A wardress led Harriet back to her cell. It smelt slightly of damp, but was otherwise drier and warmer than one might have expected. But one was, after all, only on remand, and might have been in quite a different cell today, equally dry and warm, but with only one way out. She shook her head. It didn’t do to think about it; it was too easy to spend all one’s time only nerving oneself for the next moment and the next thought. It was better to think about something else, about work, which its ironies aside was both pleasant and necessary. One might get out, and then there would be a need for money and occupation. Lord Peter Wimsey! He had money all right, pots of it, but it seemed he wanted occupation. She had not seen him in court, but she had avoided looking too much at the public galleries. She knew his photograph form the papers, of course; a slight, slim man, not overly tall, with fair hair and the sort of face that took generations to breed. Mr Crofts was right. He did have a history. She recalled Marjorie Phelps talking about what he’d done for that dull friend of hers: ‘It isn’t only that he’s clever. He’s decent, too. He doesn’t think worse of a woman than he would of a man, and he doesn’t think worse of men than he does of himself. He understands things. Do you know, I believe that’s how he does it? He doesn’t look at a person and assume she’s a murderer because he disapproves of her.’

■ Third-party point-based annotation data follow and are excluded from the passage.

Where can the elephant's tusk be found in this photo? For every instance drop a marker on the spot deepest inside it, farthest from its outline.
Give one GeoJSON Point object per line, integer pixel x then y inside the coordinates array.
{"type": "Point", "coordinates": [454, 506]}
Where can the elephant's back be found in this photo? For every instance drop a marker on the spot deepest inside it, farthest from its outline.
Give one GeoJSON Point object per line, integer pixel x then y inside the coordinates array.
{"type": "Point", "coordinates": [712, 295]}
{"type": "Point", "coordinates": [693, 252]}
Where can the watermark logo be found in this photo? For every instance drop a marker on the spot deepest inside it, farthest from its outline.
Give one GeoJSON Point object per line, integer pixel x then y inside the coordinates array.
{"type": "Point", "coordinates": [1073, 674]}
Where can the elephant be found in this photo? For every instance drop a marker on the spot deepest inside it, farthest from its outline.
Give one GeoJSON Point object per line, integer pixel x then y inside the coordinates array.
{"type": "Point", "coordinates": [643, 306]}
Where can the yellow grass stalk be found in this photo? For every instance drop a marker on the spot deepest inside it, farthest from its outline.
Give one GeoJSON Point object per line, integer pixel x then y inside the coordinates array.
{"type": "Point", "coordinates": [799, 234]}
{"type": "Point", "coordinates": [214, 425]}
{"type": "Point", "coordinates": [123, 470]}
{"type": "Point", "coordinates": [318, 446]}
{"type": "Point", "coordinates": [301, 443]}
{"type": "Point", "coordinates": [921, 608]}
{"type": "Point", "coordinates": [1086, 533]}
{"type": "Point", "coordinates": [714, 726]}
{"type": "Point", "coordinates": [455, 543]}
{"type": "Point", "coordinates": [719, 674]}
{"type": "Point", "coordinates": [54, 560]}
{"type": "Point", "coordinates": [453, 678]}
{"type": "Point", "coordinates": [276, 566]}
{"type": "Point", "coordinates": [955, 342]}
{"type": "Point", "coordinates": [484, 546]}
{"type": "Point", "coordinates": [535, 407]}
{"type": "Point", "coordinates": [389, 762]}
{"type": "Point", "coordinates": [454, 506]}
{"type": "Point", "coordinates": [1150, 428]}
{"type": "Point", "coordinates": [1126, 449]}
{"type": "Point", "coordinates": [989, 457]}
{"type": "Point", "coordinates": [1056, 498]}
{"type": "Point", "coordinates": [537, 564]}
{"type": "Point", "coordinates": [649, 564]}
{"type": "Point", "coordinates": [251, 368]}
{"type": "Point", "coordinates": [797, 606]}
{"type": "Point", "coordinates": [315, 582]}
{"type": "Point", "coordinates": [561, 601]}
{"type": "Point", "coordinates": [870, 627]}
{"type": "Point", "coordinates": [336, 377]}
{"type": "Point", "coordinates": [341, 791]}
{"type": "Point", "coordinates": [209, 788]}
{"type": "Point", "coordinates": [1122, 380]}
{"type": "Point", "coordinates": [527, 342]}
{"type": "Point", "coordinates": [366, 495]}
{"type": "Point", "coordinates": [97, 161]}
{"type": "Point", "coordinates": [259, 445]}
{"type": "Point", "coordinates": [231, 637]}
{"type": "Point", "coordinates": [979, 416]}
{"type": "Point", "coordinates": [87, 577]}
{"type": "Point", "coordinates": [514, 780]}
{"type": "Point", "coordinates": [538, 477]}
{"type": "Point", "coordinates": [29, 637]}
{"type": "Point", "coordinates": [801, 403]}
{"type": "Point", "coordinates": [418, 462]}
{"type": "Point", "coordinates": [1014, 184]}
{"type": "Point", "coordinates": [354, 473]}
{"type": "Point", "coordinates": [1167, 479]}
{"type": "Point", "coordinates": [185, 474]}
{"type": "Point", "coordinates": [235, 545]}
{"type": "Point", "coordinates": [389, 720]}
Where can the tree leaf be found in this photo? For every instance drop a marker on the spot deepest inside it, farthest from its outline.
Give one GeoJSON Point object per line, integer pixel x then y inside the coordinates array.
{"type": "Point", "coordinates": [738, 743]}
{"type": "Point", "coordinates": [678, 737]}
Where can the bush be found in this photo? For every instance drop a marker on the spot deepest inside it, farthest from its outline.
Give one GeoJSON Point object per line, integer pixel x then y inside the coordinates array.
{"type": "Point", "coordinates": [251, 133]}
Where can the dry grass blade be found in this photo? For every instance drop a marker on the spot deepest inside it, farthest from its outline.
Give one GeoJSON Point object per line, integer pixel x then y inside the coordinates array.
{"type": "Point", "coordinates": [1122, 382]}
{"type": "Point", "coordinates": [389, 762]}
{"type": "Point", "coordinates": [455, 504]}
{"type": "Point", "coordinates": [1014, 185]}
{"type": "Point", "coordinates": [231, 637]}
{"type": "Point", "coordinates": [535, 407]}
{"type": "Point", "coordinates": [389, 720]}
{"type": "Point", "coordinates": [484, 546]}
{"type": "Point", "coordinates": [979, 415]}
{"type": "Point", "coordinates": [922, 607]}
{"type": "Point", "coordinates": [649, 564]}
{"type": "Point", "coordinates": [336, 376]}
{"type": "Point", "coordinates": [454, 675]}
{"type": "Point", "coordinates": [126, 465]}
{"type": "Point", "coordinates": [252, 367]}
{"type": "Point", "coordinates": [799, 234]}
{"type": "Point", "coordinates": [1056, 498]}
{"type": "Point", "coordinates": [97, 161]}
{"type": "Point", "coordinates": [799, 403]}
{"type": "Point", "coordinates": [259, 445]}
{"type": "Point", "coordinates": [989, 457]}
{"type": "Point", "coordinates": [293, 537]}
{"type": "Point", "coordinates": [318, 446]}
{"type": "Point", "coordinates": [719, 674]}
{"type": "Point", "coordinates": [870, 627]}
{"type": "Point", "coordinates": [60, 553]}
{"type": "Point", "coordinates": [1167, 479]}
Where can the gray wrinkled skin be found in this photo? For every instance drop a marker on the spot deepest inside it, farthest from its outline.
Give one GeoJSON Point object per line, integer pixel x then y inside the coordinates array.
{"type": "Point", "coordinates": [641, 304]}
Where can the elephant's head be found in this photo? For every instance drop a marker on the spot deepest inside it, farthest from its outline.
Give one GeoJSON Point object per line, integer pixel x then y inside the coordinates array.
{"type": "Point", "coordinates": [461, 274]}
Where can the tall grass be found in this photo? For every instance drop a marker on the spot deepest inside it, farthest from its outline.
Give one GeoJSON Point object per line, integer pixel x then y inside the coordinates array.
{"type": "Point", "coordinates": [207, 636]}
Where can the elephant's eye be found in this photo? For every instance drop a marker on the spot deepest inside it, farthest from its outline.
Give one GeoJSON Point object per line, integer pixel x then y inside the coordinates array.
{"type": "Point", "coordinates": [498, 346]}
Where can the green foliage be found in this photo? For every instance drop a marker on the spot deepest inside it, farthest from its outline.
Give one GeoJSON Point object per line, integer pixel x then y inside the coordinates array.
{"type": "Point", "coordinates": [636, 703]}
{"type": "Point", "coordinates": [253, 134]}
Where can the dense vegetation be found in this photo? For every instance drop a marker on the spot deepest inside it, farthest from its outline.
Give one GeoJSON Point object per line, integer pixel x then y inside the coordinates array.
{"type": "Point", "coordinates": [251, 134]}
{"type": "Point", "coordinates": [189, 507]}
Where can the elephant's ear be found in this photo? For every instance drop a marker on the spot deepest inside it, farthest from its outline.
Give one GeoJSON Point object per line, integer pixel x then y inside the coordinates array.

That, thought Harriet, would be a very refreshing change. If only someone would understand they might think of a way to show other people. At the very least, it would be nice to explain things – because she was always being asked to explain things, and it was no use expecting Lord Peter to be any different there – to someone who might be something other than uncomprehending and usually disapproving (Sir Impey Biggs, she thought, hadn’t disapproved. But he certainly hadn’t understood. Noble sacrifice indeed! She wouldn’t have bought that as a juror, either). It would be fun to talk to a noble criminologist. The writer of detective mysteries gets relatively few opportunties to talk to live specimens of her art. Perhaps she might pick up something interesting for a book. though she mustn’t get ahead of herself. There was still another trial, and if Phil had really done it to himself... But dressing next morning in her best shirt, because God knows it didn’t help to be as dingy oneself as one’s surroundings, Harriet allowed herself, for the first time in days, to hope.